Synopsis: 1 year after the dawning of synth consciousness, Leo is still in a coma leaving Max, Mia, and Flash to broker an uneasy peace with the fearful human world. Laura’s fight for synth rights receives an unexpected boost.
Review: This was a very strong start to series 3. I loved the many real-world parallels throughout this episode with the newly conscious synths representing any shunned and stigmatized group. Ivanno Jeremiah delivers the standout performance of the episode with Max’s speech exhorting the synths to be non-violent. I love Max’s development from a likable supporting character to a strong and just leader.
Lucy Carless conveys Mattie’s reaction to Day Zero very well although I found her monologue to Leo somewhat lacking in emotion. Gemma Chan is given some fantastic lines in this outing which she delivers excellently. I loved her denouncement of the synth terrorists with the line: “This killing was not done in my name.” and her line: “Death. Call it death.” when one of Max’s charges passes away.
There are some beautiful sequences in this episode such as Mia walking to the outskirts of the synth settlement with a hopeful yet mournful version of the main theme.
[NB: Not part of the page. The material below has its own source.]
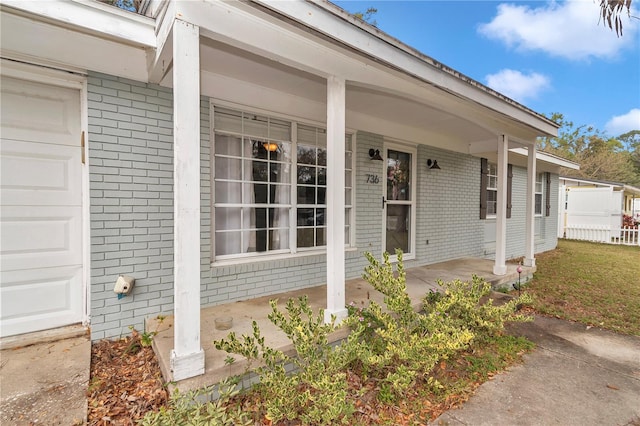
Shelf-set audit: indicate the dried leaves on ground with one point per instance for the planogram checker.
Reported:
(125, 382)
Also of note was the final scene in which armed police storm Max’s haven for synths. There were some great shots and some superb editing here.
There is also humour in this installment, with Ruth Bradley’s Karen attempting to teach Billy Jenkins’s Sam how to pass for human. Some potentially interesting storylines have been set up in this episode, with Sam attending the same school as Sophie and Niska attempting to find out who was behind the terror attack. I thought that Pixie Davies acted well in her scene with Katherine Parkinson, showing Sophie’s childlike sense of right and wrong and also her nascent maturity well.
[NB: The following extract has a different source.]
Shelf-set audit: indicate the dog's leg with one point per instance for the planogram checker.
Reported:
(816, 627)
There was a nice scene with Sophie’s head teacher that continued the theme of non-violence being the way forward. Greg Austin’s character Roland gave a great speech against synth ownership in his scene with Laura. I found the character of Agnes, played with great intensity and charisma by Holly Earl, to be a welcome addition to the show. I hope however that she will not become a Hester clone and that we will see some storylines and character development for her. I loved her part in the final scene where Agnes stood up and stared down an armed police officer. Tom Goodman-Hill really showed Joe’s emotion during his conversation with Laura and I loved the orchestral version of the main theme that played when Leo was revealed. Another potentially interesting storyline is the hitherto one-sided Mattie/Leo romance which I hope is explored further this series.
Overall, an excellent episode that set the bar high for this series.